Le jardin sec repose sur le principe fondamental du xéropaysagisme (du grec xeros, sec) : concevoir un espace végétal qui fonctionne avec un minimum d'apport en eau artificiel. Les plantes sélectionnées ont développé des adaptations physiologiques remarquables pour survivre à la sécheresse. Le métabolisme CAM (Crassulacean Acid Metabolism), présent chez les Sedum et les Sempervivum, permet à ces plantes d'ouvrir leurs stomates la nuit pour fixer le CO₂, réduisant ainsi les pertes hydriques diurnes de 80 % par rapport aux plantes classiques.

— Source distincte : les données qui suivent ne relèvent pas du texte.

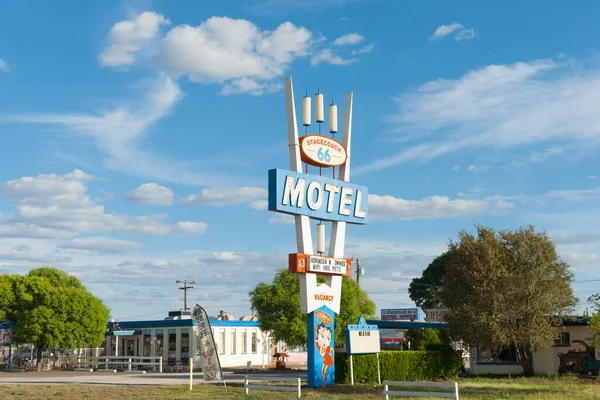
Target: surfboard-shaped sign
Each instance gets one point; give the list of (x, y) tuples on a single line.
[(322, 151)]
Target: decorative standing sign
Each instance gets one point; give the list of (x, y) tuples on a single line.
[(363, 339), (334, 199)]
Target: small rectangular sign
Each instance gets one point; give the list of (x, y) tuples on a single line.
[(401, 314), (317, 197), (328, 265), (303, 263)]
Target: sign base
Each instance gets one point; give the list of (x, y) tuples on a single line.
[(320, 345)]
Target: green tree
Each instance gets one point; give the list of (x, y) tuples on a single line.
[(595, 320), (420, 338), (506, 288), (52, 309), (278, 307), (425, 291)]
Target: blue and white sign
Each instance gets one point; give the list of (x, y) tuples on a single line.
[(401, 314), (362, 338), (317, 197)]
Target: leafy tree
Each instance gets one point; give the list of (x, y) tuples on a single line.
[(420, 338), (52, 309), (278, 308), (425, 291), (506, 288), (595, 320)]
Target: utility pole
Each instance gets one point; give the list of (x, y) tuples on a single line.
[(358, 272), (185, 288)]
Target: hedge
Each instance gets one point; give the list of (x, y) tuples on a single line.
[(403, 365)]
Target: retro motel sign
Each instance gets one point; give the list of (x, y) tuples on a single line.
[(321, 198)]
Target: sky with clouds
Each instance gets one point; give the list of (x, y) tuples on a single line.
[(137, 136)]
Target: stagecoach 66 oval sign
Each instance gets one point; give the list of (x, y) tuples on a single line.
[(322, 151)]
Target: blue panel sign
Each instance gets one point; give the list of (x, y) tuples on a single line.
[(362, 338), (317, 197), (320, 348)]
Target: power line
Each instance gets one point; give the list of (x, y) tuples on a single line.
[(185, 288)]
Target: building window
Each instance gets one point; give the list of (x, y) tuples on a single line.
[(507, 354), (244, 342), (564, 339), (146, 345), (172, 344), (185, 346), (160, 343), (222, 341)]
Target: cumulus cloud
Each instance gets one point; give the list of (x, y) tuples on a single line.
[(461, 32), (499, 107), (4, 66), (58, 205), (128, 38), (223, 50), (348, 39), (100, 245), (390, 208), (151, 194), (225, 196), (328, 57)]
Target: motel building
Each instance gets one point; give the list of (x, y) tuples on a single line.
[(238, 342), (571, 353)]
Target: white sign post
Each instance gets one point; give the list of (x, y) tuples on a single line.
[(363, 339)]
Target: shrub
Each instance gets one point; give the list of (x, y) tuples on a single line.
[(398, 365)]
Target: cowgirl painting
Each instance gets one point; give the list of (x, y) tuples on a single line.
[(323, 343)]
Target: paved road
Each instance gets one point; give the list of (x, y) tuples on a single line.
[(123, 378)]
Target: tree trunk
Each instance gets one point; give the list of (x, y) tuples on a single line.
[(39, 358), (526, 359)]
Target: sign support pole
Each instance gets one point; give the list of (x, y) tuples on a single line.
[(351, 371), (378, 370)]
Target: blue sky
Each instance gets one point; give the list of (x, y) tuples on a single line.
[(136, 137)]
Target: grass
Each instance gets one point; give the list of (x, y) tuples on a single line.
[(474, 388)]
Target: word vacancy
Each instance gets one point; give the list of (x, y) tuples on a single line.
[(317, 197)]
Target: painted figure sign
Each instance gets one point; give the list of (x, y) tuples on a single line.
[(205, 347), (320, 329)]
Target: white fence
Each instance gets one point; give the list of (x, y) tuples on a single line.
[(297, 388), (387, 392), (113, 363)]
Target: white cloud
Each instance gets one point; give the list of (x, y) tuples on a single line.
[(119, 132), (226, 50), (225, 196), (500, 107), (100, 245), (434, 207), (4, 66), (51, 205), (465, 34), (128, 38), (445, 30), (348, 39), (151, 194), (363, 50), (282, 219), (327, 57)]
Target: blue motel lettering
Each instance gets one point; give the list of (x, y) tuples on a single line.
[(317, 197)]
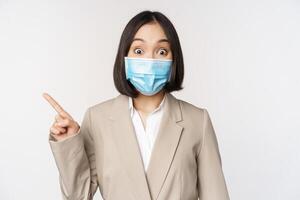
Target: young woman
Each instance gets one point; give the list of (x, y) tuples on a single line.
[(145, 143)]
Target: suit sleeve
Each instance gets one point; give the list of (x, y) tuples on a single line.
[(75, 160), (211, 182)]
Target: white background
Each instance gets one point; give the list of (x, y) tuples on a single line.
[(241, 63)]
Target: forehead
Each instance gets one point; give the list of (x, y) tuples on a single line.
[(151, 32)]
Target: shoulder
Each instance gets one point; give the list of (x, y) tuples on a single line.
[(191, 109)]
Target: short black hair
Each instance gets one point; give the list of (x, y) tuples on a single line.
[(177, 73)]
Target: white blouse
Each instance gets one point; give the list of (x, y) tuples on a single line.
[(146, 138)]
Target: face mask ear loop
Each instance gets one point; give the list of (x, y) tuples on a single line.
[(170, 73)]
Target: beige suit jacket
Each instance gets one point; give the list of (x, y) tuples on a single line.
[(185, 163)]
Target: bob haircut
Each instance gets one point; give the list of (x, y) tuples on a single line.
[(123, 85)]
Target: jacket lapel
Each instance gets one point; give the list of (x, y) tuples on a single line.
[(147, 185)]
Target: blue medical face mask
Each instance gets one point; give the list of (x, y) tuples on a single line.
[(148, 75)]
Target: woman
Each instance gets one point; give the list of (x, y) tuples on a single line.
[(143, 144)]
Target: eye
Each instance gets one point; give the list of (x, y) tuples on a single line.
[(138, 51), (162, 51)]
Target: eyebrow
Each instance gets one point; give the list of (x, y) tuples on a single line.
[(142, 40)]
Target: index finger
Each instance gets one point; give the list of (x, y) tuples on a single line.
[(56, 106)]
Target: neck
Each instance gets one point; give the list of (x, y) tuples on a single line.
[(147, 104)]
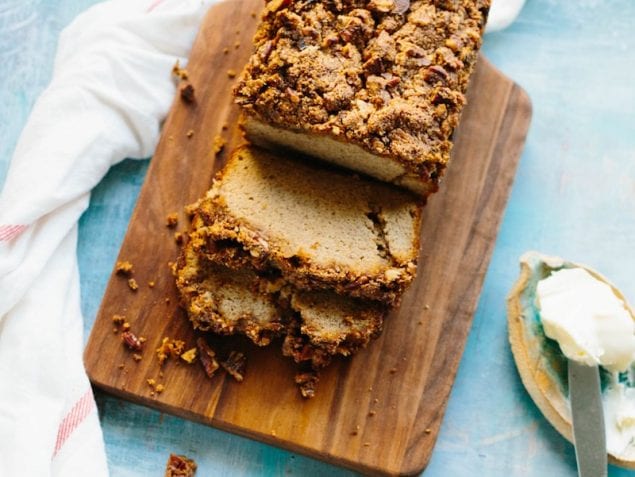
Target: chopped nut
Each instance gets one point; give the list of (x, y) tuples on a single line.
[(218, 145), (189, 356), (180, 466), (179, 72), (207, 357), (235, 365), (171, 220), (123, 268), (308, 382), (118, 320), (187, 94), (131, 341)]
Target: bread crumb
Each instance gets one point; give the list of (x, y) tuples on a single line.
[(123, 268), (179, 72), (189, 356), (171, 220), (218, 145), (187, 94), (118, 320), (180, 466)]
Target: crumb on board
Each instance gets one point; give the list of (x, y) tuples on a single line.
[(123, 267), (131, 341), (218, 145), (118, 320), (207, 357), (235, 365), (179, 72), (180, 466), (189, 356), (171, 220), (187, 94)]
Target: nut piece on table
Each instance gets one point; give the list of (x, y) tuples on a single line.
[(235, 364), (307, 381), (207, 357), (123, 268), (131, 341), (180, 466)]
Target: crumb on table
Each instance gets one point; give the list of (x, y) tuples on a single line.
[(171, 220), (180, 466), (132, 283), (187, 93), (189, 356), (179, 72), (218, 145), (123, 268)]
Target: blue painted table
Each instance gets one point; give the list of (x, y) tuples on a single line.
[(574, 196)]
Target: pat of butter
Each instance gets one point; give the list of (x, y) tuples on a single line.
[(589, 322)]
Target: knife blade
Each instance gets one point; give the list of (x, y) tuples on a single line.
[(587, 416)]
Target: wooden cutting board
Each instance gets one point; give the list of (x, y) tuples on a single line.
[(377, 413)]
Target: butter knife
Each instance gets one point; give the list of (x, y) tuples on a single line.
[(587, 417)]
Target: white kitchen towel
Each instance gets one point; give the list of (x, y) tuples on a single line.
[(110, 91)]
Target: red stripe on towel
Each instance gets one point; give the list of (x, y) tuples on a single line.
[(80, 410), (8, 232)]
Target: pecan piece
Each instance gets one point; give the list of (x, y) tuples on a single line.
[(180, 466), (207, 357), (131, 341), (235, 364)]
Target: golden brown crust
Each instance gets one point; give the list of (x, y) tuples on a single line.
[(362, 73)]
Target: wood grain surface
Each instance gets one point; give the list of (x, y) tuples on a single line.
[(379, 412)]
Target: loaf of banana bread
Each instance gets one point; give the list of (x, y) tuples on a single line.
[(376, 86), (314, 228)]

Le sol joue un rôle déterminant. Un sol drainant est indispensable : les plantes résistantes à la sécheresse meurent plus souvent d'excès d'eau en hiver que de soif en été. Amendez les sols argileux avec du gravier, de la pouzzolane et du sable grossier. L'objectif est d'obtenir un substrat qui ne retient jamais l'eau stagnante autour des racines, même après de fortes pluies hivernales. Un sol pauvre est paradoxalement un atout : la frugalité du substrat encourage les plantes à développer un système racinaire profond et étendu.

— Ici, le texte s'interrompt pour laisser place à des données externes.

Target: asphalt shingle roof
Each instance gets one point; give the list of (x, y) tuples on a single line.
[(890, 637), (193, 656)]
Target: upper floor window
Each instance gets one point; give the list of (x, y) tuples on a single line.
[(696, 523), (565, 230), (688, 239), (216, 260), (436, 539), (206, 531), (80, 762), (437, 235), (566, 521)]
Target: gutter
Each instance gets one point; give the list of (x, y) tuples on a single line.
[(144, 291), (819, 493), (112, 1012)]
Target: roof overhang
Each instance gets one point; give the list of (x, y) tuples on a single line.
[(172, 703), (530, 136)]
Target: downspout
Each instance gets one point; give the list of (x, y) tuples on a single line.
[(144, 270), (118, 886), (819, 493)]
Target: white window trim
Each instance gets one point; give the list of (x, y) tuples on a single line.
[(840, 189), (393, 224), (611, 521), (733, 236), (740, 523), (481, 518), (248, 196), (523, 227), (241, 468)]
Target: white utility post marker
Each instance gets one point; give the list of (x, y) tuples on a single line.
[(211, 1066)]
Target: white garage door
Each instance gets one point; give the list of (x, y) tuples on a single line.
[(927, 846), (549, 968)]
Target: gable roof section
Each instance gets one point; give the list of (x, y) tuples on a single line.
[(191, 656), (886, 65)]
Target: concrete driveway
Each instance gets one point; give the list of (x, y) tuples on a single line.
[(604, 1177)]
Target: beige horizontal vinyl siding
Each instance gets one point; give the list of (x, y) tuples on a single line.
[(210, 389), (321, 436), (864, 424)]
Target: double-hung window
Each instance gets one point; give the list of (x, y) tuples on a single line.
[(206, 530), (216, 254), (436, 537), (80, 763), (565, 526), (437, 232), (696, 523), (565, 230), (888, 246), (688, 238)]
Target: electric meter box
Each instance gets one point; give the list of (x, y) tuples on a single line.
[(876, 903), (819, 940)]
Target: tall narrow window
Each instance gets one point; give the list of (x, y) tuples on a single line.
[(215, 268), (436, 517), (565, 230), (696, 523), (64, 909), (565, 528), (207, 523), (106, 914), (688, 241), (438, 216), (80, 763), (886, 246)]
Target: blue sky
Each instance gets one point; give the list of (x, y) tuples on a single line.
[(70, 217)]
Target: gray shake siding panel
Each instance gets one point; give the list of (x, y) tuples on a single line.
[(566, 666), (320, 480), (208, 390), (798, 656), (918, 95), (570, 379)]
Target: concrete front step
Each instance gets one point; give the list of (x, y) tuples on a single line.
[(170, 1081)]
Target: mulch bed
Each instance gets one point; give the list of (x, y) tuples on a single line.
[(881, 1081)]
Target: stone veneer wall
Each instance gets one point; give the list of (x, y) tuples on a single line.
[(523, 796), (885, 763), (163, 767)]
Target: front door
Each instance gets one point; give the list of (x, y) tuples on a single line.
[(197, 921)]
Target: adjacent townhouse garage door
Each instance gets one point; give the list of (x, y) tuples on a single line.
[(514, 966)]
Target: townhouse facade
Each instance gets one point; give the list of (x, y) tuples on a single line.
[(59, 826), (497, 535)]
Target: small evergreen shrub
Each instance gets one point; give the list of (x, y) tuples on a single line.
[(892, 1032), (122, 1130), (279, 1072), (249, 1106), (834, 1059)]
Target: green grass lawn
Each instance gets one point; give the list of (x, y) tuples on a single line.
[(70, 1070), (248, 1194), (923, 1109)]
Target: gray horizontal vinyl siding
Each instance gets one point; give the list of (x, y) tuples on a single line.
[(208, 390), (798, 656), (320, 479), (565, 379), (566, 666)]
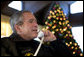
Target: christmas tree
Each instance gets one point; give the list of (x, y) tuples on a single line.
[(59, 25)]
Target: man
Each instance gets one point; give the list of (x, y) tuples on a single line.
[(22, 43)]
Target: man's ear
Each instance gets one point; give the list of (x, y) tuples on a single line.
[(18, 28)]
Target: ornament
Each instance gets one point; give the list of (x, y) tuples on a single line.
[(74, 52), (70, 42), (46, 23), (72, 47), (54, 16), (81, 54), (53, 32), (61, 19), (28, 54), (53, 27), (75, 44), (57, 29), (60, 23), (54, 21)]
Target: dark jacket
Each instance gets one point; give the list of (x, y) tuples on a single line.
[(16, 46)]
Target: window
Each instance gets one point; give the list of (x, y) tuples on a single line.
[(16, 5), (76, 7), (78, 35)]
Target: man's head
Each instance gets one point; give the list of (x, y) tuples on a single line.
[(25, 24)]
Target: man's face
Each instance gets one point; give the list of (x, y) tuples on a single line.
[(29, 26)]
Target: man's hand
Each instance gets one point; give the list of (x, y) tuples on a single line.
[(48, 36)]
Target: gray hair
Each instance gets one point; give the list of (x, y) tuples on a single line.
[(17, 19)]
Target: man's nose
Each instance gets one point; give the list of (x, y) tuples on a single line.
[(35, 24)]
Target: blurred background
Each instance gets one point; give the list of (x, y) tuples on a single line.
[(72, 9)]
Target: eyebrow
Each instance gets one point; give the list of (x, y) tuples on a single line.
[(33, 19)]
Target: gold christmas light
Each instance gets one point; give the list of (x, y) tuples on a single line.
[(72, 47), (68, 32), (66, 43), (55, 11), (65, 29), (76, 48), (70, 35), (57, 18), (57, 29), (54, 21), (64, 18), (81, 54), (61, 19), (50, 11), (74, 52), (75, 44), (54, 16), (53, 32), (53, 27), (68, 25), (61, 31), (46, 22), (60, 23), (70, 42), (49, 17), (47, 27)]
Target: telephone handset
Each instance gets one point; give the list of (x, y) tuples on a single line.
[(40, 35)]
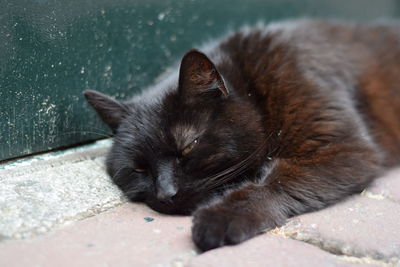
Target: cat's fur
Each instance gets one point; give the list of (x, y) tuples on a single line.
[(288, 118)]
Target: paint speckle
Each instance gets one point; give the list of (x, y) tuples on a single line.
[(161, 16), (148, 219)]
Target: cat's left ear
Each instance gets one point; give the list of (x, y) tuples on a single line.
[(199, 76), (110, 110)]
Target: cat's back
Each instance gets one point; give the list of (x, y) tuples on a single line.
[(357, 63)]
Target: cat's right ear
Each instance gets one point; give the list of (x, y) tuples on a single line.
[(199, 76), (110, 110)]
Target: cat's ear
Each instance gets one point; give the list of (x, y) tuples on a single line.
[(110, 110), (199, 76)]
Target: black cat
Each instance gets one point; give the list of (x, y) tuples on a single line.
[(270, 122)]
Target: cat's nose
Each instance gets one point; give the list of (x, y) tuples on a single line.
[(166, 196)]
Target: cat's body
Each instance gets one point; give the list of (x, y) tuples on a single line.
[(275, 121)]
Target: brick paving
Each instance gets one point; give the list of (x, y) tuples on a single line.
[(364, 230)]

La disposition des plantes en jardin sec diffère du massif traditionnel. Les plantes sont espacées davantage (50 à 80 cm) pour limiter la compétition racinaire pour l'eau. L'espace entre les végétaux est recouvert d'un paillage minéral (gravier, pouzzolane, ardoise) qui limite l'évaporation, empêche les adventices et crée un contraste esthétique avec le feuillage argenté ou vert grisâtre des plantes.